MLTX iron condor positions are structurally neutral / range-bound; the modeled P&L assumes European-style exercise at expiration and ignores early assignment, transaction costs, dividends paid before expiry on the stock leg (when present), and the bid-ask spread on the listed chain. MLTX positions also carry Healthcare sector concentration risk; news flow inside the sector (peer earnings, regulatory shifts, supply-chain headlines) can move MLTX alongside the broader basket even when MLTX-specific fundamentals are unchanged. Short-premium structures like a iron condor on MLTX carry tail risk when realized volatility exceeds the implied move; review historical MLTX earnings reactions and macro stress periods before sizing. Always rebuild the position from current MLTX chain quotes before placing a trade.
Frequently asked questions
- What is a iron condor on MLTX?
- A iron condor on MLTX is the iron condor strategy applied to MLTX (stock). The strategy is structurally neutral / range-bound: An iron condor sells a call spread and a put spread at strikes outside spot, collecting net premium that is kept if the underlying stays inside the inner short strikes. With MLTX stock trading near $17.54, the strikes shown on this page are snapped to the nearest listed MLTX chain strike and the premiums come straight from the end-of-day bid/ask midpoint.
- How are MLTX iron condor max profit and max loss calculated?
- Max profit equals the net credit times 100 inside the inner strikes; max loss equals wing width minus credit times 100. Two breakevens at inner strikes plus and minus the credit. For the MLTX iron condor priced from the end-of-day chain at a 30-day expiry (ATM IV 74.60%), the computed maximum profit is $85.00 per contract and the computed maximum loss is -$15.00 per contract. Live intraday quotes will differ as the chain moves through the trading session.
- What is the breakeven for a MLTX iron condor?

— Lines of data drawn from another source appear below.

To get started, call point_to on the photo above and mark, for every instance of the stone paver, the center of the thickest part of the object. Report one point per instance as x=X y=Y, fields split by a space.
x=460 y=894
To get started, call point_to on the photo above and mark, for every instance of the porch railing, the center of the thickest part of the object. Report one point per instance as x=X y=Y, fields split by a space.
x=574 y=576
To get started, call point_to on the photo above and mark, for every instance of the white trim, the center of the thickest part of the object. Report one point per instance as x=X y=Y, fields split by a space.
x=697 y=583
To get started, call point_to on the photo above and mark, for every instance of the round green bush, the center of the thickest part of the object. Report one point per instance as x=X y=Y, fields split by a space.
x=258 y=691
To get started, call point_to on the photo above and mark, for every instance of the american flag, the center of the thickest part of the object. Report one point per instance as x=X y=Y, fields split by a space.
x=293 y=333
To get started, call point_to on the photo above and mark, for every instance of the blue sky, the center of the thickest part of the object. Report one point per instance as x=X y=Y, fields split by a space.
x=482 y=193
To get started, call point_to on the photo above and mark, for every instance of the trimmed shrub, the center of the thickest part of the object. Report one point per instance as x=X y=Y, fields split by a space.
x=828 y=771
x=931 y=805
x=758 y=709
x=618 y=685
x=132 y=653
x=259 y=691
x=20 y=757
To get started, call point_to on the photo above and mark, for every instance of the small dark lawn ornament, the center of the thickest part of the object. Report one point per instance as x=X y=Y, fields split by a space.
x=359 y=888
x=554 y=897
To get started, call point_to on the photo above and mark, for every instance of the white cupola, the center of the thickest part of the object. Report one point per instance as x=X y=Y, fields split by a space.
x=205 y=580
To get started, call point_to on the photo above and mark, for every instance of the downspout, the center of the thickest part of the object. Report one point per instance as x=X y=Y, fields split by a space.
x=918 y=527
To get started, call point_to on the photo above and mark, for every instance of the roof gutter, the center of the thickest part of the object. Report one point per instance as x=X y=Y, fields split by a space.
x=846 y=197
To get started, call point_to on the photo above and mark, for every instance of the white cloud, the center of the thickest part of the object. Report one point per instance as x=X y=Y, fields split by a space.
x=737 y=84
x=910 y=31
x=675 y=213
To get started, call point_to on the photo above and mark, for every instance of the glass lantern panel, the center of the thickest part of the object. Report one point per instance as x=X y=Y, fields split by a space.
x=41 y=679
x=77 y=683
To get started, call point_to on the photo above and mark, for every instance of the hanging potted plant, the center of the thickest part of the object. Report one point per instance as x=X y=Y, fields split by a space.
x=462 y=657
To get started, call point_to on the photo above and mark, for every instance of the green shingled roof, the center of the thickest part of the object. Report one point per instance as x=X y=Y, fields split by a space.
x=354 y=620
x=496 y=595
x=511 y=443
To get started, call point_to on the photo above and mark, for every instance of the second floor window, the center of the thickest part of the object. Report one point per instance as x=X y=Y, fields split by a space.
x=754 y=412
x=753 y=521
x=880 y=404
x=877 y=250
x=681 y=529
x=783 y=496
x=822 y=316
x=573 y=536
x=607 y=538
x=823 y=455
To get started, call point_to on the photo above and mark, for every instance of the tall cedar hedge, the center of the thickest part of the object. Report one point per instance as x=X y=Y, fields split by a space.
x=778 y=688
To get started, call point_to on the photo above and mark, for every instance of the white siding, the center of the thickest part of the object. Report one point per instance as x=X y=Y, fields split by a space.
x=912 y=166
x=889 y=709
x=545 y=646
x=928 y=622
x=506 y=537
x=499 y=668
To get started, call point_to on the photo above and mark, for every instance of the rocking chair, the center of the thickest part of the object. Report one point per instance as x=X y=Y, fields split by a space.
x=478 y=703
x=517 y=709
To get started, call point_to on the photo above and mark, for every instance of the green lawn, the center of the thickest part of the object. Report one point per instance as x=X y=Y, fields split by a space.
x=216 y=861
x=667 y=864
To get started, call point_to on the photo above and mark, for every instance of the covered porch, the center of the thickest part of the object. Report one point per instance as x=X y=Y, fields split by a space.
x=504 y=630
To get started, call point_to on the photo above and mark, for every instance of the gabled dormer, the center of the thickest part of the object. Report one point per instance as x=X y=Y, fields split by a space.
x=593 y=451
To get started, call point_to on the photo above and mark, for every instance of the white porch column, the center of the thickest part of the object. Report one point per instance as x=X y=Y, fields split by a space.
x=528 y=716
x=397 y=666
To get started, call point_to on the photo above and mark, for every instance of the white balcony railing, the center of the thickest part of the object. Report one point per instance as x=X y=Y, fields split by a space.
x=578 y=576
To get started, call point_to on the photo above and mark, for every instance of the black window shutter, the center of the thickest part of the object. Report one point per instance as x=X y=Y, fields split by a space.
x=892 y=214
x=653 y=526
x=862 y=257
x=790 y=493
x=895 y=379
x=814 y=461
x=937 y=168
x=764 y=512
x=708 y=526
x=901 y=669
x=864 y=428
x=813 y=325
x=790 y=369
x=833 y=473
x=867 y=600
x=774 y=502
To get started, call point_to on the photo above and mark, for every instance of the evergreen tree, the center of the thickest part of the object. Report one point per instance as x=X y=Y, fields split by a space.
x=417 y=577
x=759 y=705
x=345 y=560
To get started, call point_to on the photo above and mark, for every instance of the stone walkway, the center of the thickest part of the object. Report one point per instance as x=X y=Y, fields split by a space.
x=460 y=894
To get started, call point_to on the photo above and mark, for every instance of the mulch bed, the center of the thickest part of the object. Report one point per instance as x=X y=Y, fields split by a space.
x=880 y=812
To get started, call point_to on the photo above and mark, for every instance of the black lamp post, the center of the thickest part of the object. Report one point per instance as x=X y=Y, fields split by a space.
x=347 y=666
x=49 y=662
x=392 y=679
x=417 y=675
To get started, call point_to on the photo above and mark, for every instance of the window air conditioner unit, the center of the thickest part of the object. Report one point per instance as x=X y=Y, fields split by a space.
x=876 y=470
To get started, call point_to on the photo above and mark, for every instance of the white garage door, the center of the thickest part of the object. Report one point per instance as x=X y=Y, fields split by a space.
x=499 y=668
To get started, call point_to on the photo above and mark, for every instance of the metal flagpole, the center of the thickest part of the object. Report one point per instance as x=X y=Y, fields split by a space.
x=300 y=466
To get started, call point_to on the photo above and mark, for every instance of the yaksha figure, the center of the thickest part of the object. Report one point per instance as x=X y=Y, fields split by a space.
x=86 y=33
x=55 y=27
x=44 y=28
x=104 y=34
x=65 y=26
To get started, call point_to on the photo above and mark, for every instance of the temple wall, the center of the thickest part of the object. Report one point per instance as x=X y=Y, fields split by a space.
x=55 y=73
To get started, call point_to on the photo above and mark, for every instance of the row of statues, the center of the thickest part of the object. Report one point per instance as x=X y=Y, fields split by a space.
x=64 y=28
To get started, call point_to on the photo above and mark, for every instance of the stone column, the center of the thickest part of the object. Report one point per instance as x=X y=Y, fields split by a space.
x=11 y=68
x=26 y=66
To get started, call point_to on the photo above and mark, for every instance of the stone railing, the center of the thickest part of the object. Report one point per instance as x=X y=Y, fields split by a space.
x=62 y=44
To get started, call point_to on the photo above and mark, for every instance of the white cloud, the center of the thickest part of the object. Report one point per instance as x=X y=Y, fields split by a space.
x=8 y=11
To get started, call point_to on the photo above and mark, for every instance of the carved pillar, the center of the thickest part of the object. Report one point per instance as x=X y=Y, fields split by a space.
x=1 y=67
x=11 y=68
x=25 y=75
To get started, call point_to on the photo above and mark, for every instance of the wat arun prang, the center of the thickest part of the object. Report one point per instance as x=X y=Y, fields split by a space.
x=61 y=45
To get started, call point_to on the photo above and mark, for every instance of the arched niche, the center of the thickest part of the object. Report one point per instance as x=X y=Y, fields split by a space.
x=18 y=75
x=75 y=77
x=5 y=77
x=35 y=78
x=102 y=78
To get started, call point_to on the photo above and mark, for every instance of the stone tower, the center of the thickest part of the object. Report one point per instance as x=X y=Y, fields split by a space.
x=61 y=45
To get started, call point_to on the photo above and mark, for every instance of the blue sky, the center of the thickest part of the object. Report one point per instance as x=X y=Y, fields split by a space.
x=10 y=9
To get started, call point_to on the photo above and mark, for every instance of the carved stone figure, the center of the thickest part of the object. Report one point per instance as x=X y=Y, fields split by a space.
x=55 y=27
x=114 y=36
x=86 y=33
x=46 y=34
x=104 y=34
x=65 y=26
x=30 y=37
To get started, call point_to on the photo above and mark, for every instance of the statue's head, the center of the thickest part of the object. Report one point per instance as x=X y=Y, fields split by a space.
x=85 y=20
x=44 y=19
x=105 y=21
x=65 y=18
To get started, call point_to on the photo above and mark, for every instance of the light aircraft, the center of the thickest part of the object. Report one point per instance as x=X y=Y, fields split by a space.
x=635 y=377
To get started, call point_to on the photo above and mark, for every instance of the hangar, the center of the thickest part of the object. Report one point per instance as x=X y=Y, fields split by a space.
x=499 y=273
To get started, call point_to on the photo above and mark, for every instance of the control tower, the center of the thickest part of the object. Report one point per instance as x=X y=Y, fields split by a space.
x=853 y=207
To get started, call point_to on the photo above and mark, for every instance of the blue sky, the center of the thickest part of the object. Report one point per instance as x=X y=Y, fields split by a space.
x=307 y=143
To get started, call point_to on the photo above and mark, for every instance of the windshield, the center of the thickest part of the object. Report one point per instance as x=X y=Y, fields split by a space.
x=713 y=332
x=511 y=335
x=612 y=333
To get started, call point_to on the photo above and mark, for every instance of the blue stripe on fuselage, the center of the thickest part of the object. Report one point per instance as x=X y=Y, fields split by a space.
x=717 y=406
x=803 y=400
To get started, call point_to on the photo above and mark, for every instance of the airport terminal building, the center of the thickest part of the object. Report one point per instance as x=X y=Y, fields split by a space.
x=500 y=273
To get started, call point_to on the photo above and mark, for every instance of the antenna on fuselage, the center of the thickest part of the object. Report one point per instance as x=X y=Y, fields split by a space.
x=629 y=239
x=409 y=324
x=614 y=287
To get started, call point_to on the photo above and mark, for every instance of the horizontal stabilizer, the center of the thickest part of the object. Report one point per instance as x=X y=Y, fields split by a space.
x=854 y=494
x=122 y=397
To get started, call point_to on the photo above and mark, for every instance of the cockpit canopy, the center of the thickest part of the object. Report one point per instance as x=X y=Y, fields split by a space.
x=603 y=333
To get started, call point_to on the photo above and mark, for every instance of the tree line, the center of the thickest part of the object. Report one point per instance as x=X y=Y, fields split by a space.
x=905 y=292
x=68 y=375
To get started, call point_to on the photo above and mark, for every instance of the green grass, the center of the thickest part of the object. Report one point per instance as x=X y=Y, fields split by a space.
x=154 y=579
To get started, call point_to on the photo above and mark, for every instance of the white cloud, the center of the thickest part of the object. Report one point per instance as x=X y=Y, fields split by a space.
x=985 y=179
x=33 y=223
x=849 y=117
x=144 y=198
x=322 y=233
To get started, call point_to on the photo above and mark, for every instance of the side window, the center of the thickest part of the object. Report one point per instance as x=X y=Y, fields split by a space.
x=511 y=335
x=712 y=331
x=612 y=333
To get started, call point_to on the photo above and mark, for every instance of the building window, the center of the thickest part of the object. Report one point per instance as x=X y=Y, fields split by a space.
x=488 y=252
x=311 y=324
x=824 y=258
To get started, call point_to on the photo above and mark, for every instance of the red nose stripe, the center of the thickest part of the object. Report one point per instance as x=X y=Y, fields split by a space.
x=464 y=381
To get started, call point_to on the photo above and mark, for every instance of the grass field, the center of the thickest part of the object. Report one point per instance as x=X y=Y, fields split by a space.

- The breakeven for the MLTX iron condor priced on this page is roughly $16.15 and $18.85 at expiration, derived from end-of-day chain premiums. Breakeven is the underlying price at which the strategy's P&L crosses zero ignoring transaction costs and assignment risk. The current MLTX market-implied 1-standard-deviation expected move is approximately 21.39%; if the move sits well outside the breakeven distance, the structure's risk-reward becomes correspondingly tighter.
- When should you consider a iron condor on MLTX?
- Iron condors on MLTX are a delta-neutral premium-collection structure that profits if MLTX stock stays inside the inner short strikes; short strikes typically sit near 1 standard deviation from spot.
- How does current MLTX implied volatility affect this iron condor?
- MLTX ATM IV is at 74.60% with IV rank near 18.27%, which is on the low end of its 1-year range. Premium-buying structures (long call, long put, debit spreads) are relatively cheap in this regime; premium-selling structures collect less credit per unit risk.